Sine the 1970s, insurance losses have risen at an annual rate of
around 10 percent, reaching $100 billion by 1999. Losses at this scale
threaten the very fabric of our economic system, for an annual
increase in the damages bill of 10 percent means that the total bill
doubles every seven or eight years. Such a rate of increase implies
that by 2065 or soon thereafter, the damage bill resulting from
climate change may equal the total value of everything that humanity
produced in the course of a year.
Of course, the other factor that pushes the insurance issues to
the top is the sheer amount of development. If humans were scarce
and mobile, as they were in the stone age, most could adjust, moving
on to more hospitable climes. But settlement locks us down, and the
expropriation of so many of nature's niches makes us vulnerable to
damage to each and every one.

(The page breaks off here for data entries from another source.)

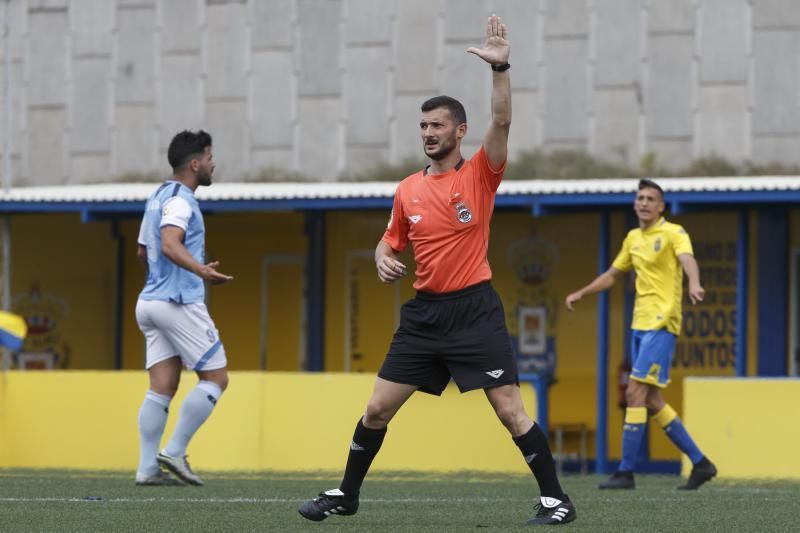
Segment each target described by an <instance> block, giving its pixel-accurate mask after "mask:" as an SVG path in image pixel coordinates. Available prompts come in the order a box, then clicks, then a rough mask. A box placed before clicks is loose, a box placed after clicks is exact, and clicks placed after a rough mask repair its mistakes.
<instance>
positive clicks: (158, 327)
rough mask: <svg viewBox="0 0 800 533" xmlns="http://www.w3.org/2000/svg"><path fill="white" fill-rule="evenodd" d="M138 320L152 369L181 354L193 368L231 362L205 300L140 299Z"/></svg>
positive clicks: (209, 367)
mask: <svg viewBox="0 0 800 533" xmlns="http://www.w3.org/2000/svg"><path fill="white" fill-rule="evenodd" d="M136 322H138V323H139V329H141V330H142V333H144V338H145V342H146V343H147V362H146V364H145V368H150V367H151V366H153V365H155V364H156V363H160V362H161V361H164V360H166V359H169V358H170V357H175V356H176V355H177V356H180V358H181V361H182V362H183V364H184V366H185V367H186V368H188V369H190V370H195V371H200V370H216V369H218V368H225V366H226V365H227V364H228V361H227V359H226V358H225V348H224V347H223V346H222V341H220V339H219V331H217V328H216V327H215V326H214V321H213V320H211V317H210V316H209V314H208V309H207V308H206V304H204V303H193V304H176V303H172V302H165V301H162V300H142V299H140V300H139V301H138V302H136Z"/></svg>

Insurance is also an issue because it
seems likely that private risk insurance will not survive -- more
and more the costs of disasters are being dumped onto government,
and despite the usual anti-entitlement warnings of the right most
people the need for government to settle accounts. On the other hand,
in the US at least we live in a political system that favors private
interests over public, and that is to a large extent dominated by
private-interest lobbyists. It is, for instance, much easier for the
coal industry to establish a lobbying presence in support of a limited
but easily quantifiable set of economic goals than for those affected
by burning coal -- victims of environmental and climate damage, pretty
much everyone, but with a much weaker individual motivation.